- Theatrical release poster
- Directed by: Roger Corman
- Produced by: Edward L. Alperson Gene Corman Roger Corman
- Starring: Steve Cochran Lita Milan
- Music by: Gerald Fried
- Distributed by: 20th Century Fox
- Release date: 1959;
- Running time: 81 minutes
- Country: United States
- Language: English
- Budget: $500,000

= I Mobster =

1958 film by Roger Corman

I Mobster (originally released in the UK as The Mobster) is a 1959 film noir crime-drama film directed by Roger Corman. The film features a cameo of famous burlesque star Lili St. Cyr.

==Plot==
Joe Sante is a small time crook, who works as a bookie's runner and small time drug pusher. Through ruthlessness and hard work, he begins to climb the ranks of organized crime until he becomes one of the main crime czars in his city. Eventually, he is betrayed and killed by his criminal cohorts who desire his wealth and power.

Joe's first important job is running narcotics to individual customers at their homes. When "The Blonde" wants to pay for her dope with something "other than cash" Joe refuses because he has his eyes on a neighborhood girl, Teresa Porter, who is more his speed. Even as he grows in power, he turns up his nose at the "party girls" that attend Syndicate shindigs.

Joe eventually gets one year in jail for drug dealing, first offense. When he is released, Syndicate men meet him at the prison gate. They are impressed by his silence behind bars, and offer him a key spot if he will prove his loyalty by carrying out a murder contract. During a "Welcome Home Party" thrown him by his Mother, Joe slips out long enough to kill his assignment and return. But Teresa's younger brother Ernie has suspicions about what really happened.
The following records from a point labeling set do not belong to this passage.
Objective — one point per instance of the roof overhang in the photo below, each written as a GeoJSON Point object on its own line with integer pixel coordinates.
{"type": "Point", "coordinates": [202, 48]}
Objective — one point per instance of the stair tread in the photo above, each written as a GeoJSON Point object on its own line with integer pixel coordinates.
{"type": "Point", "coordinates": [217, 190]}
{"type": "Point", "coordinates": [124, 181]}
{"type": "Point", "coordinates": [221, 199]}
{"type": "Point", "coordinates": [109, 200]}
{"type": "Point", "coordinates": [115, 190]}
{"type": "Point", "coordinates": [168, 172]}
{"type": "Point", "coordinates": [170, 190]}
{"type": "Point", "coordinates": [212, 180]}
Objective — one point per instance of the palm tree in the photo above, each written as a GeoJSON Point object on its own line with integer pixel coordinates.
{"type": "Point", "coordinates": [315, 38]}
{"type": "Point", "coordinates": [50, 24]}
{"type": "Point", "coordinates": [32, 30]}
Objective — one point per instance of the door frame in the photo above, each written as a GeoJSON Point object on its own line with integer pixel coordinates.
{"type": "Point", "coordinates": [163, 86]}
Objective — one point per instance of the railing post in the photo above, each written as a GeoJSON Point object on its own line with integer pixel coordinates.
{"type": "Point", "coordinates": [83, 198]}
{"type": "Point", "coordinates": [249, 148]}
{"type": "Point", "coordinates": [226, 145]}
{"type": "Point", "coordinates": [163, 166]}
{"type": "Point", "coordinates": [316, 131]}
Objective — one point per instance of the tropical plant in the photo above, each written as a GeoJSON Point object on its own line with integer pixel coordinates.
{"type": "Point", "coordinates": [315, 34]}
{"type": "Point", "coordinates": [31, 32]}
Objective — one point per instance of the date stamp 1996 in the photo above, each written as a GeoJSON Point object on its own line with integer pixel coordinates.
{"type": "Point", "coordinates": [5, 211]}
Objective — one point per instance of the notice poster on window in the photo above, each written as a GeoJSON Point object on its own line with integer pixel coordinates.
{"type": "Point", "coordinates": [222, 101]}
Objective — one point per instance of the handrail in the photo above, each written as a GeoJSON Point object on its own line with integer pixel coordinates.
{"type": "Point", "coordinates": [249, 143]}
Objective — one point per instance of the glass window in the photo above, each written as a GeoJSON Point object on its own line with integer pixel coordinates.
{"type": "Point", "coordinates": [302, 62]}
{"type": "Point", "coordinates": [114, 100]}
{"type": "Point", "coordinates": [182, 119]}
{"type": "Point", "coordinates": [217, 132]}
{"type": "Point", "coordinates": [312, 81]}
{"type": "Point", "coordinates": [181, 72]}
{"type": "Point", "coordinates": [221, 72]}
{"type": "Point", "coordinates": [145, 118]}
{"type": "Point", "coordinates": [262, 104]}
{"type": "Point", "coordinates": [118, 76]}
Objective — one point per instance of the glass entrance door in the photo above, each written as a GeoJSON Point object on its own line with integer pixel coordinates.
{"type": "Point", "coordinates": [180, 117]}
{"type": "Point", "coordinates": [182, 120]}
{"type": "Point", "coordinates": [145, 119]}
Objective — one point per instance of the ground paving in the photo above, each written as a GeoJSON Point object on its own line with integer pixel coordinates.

By careful pick-and-choose, Joe has amassed a small fortune in labor union racketeering and has progressed to No.2 man in the Syndicate, with neighborhood pal Black Frankie as his right hand man. Out of love for Teresa and hoping to buy Ernie's silence, he gives them both jobs. But Ernie spends his salary on a narcotics habit, and one night barges in high as a kite waving a gun and threatening blackmail. Partly to protect Teresa and partly because he wants to, Joe shoots Ernie dead. Teresa is brought in for questioning but finds her love for Joe is too strong for her to implicate him. She throws caution to the wind and becomes Joe's mistress; and in one of his few decent acts, Joe remains loyal to her.

Syndicate boss Paul Moran is fearing Joe's growing power, and orders Black Frankie to kill him. Frankie tips Joe instead, and Joe ambush-kills Moran in his apartment house lobby. Joe is top man, and Black Frankie's power also grows.

But Joe has gotten too "notorious", and he is targeted by a U.S.Senate Crime Commission. He repeatedly takes the FIfth Amendment, but he senses the end is near. Black Frankie offers them passports and safe passage on a freighter out of the country. But enroute, their taxi comes under fire. Ordering the cabby to take Teresa to safety, Joe hops out and takes cover in an Army surplus storage yard. With plenty of armored tanks for cover, Joe manages to kill his two stalkers.

But when he returns to the apartment, wounded, where Black Frankie coldly tells him there never was a getaway ship, and shoots Joe dead in front of Teresa (who he allows to live). Joe is carted away by the same "body disposal unit" he had so often called to get rid of his corpses.

Joe's dying words are that someday Black Frankie will meet the same fate.

== Cast ==
- Steve Cochran as Joe Sante
- Lita Milan as Teresa Porter
- Robert Strauss as Black Frankie
- Celia Lovsky as Mrs. Sante
- Lili St. Cyr as herself
- John Brinkley as Ernie Porter
- Grant Withers as Paul Moran
- Yvette Vickers as The Blonde
- Frank Gerstle as District Attorney
- Robert Shayne as Senator
- Wally Cassell as Cherry Nose Sirago (adult)
- Jeri Southern as Singer
- Bruno VeSota as 300-pound nightclub owner (uncredited)
- George Cisar as Cab Driver in Final Chase (uncredited)
- John Mylong as Papa Sante (uncredited)

==Production==
Gene Corman helped set up the film for his brother at a unit with Fox.

Filming started July 15, 1958. It was Corman's biggest budgeted production to date. Cochrane was borrowed from Robert Alexander Productions. Independent film producer Edward L. Alperson brought the screen play to Corman. The screenplay was written by Steve Fisher.

==Reception==

Variety praised the movie, especially the portrait of Cochran's rise and fall. The magazine also praised the directing and acting in the movie. The Monthly Film Bulletin found the black humor to elevate the movie over its rather episodic story. CEA Film Report however found the movie offer nothing new or different. Corman thought the film lacked the depth of Machine Gun Kelly.